Les recommandations du Contrôleur général des lieux de privation de liberté (CGLPL) sont sans appels. Et elles sont peu flatteuses pour le centre hospitalier psychiatrique du Rouvray, près de Rouen (Seine-Maritime), l'un des plus importants de France. L'établissement a été visité du 7 au 18 octobre 2019 par douze contrôleurs de la mission, qui ont fait le constat "d'un nombre important de dysfonctionnements et d'atteintes graves aux droits fondamentaux des personnes hospitalisées dans cet établissement".
Parmi les observations du CGLPL figurent notamment :
Des conditions d'hébergement dégradées, aggravées par la suroccupation des unités. Il est demandé de mettre fin aux conditions indignes d'accueil et précisé que "l'occupation des lits d'hospitalisation complète ne doit pas dépasser la capacité de l'établissement."

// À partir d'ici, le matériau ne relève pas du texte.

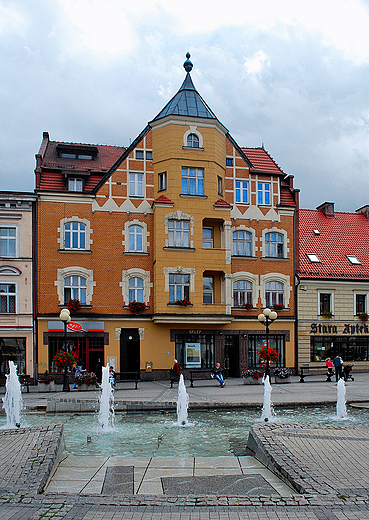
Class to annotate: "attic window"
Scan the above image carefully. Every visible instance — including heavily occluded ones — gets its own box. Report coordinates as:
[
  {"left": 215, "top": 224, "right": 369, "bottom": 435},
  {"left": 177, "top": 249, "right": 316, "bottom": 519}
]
[
  {"left": 346, "top": 255, "right": 362, "bottom": 265},
  {"left": 306, "top": 253, "right": 321, "bottom": 264}
]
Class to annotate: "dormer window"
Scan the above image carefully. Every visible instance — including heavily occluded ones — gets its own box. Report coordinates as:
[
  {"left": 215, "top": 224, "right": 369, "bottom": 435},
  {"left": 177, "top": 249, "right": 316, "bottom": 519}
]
[
  {"left": 68, "top": 177, "right": 83, "bottom": 191},
  {"left": 187, "top": 134, "right": 200, "bottom": 148}
]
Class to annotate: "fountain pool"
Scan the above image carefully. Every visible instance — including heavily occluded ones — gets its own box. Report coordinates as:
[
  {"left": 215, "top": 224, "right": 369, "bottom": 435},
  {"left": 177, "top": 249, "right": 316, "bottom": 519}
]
[{"left": 0, "top": 405, "right": 369, "bottom": 457}]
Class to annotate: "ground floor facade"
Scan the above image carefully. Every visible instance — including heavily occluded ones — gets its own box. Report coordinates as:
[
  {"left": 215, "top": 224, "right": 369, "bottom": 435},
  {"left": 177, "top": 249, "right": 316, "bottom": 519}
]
[{"left": 38, "top": 316, "right": 295, "bottom": 380}]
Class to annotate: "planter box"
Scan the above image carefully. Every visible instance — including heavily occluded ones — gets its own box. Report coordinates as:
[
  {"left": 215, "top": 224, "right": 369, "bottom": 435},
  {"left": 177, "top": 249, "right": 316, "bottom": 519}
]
[
  {"left": 243, "top": 377, "right": 263, "bottom": 385},
  {"left": 274, "top": 376, "right": 291, "bottom": 384},
  {"left": 77, "top": 384, "right": 96, "bottom": 392},
  {"left": 37, "top": 381, "right": 56, "bottom": 392}
]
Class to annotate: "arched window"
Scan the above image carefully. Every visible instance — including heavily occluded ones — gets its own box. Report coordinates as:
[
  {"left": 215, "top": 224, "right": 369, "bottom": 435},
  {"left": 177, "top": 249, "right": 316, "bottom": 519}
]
[
  {"left": 128, "top": 277, "right": 144, "bottom": 302},
  {"left": 64, "top": 275, "right": 87, "bottom": 305},
  {"left": 128, "top": 226, "right": 143, "bottom": 251},
  {"left": 233, "top": 280, "right": 252, "bottom": 307},
  {"left": 64, "top": 221, "right": 86, "bottom": 249},
  {"left": 265, "top": 282, "right": 284, "bottom": 307},
  {"left": 232, "top": 231, "right": 251, "bottom": 256},
  {"left": 187, "top": 134, "right": 199, "bottom": 148},
  {"left": 265, "top": 233, "right": 284, "bottom": 258}
]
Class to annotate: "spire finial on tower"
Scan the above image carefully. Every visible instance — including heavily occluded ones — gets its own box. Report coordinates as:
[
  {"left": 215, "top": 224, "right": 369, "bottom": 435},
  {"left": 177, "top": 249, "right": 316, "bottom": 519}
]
[{"left": 183, "top": 52, "right": 193, "bottom": 72}]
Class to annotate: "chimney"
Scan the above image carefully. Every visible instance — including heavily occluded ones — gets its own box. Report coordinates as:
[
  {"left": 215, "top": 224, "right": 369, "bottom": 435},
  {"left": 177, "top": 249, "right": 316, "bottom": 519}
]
[
  {"left": 316, "top": 202, "right": 334, "bottom": 218},
  {"left": 355, "top": 205, "right": 369, "bottom": 220}
]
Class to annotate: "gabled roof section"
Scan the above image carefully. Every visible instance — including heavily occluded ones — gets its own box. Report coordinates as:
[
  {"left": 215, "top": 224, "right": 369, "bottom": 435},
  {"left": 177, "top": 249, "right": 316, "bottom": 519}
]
[
  {"left": 297, "top": 209, "right": 369, "bottom": 280},
  {"left": 153, "top": 53, "right": 217, "bottom": 121},
  {"left": 35, "top": 132, "right": 126, "bottom": 193},
  {"left": 242, "top": 148, "right": 286, "bottom": 176}
]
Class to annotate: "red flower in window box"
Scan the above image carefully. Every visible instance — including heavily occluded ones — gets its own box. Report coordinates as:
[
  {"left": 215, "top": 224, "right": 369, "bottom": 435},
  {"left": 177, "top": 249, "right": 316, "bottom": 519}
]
[
  {"left": 128, "top": 300, "right": 146, "bottom": 314},
  {"left": 67, "top": 298, "right": 81, "bottom": 312},
  {"left": 176, "top": 298, "right": 191, "bottom": 307}
]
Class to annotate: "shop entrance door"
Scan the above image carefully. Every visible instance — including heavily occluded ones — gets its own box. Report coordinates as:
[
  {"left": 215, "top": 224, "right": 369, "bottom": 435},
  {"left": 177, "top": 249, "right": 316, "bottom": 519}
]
[
  {"left": 120, "top": 329, "right": 140, "bottom": 372},
  {"left": 224, "top": 334, "right": 240, "bottom": 377}
]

Des atteintes à la liberté d'aller et venir de l'ensemble des patients. Le CDLPL précise que "l'enfermement des patients en soins sans consentement pendant l'hospitalisation complète n'étant pas intrinsèque à ce mode juridique de soin, cette contrainte de principe dans la liberté d'aller et venir au sein de l'hôpital doit cesser. Elle est particulièrement injustifiable pour les patients en soins libres."
Des mesures d'isolement prises en contradiction avec les textes applicables, et portant gravement atteinte à la dignité humaine. L'isolement et la contention doivent toujours constituer des pratiques de dernier recours, et une politique d'établissement doit être définie afin d'en limiter l'usage.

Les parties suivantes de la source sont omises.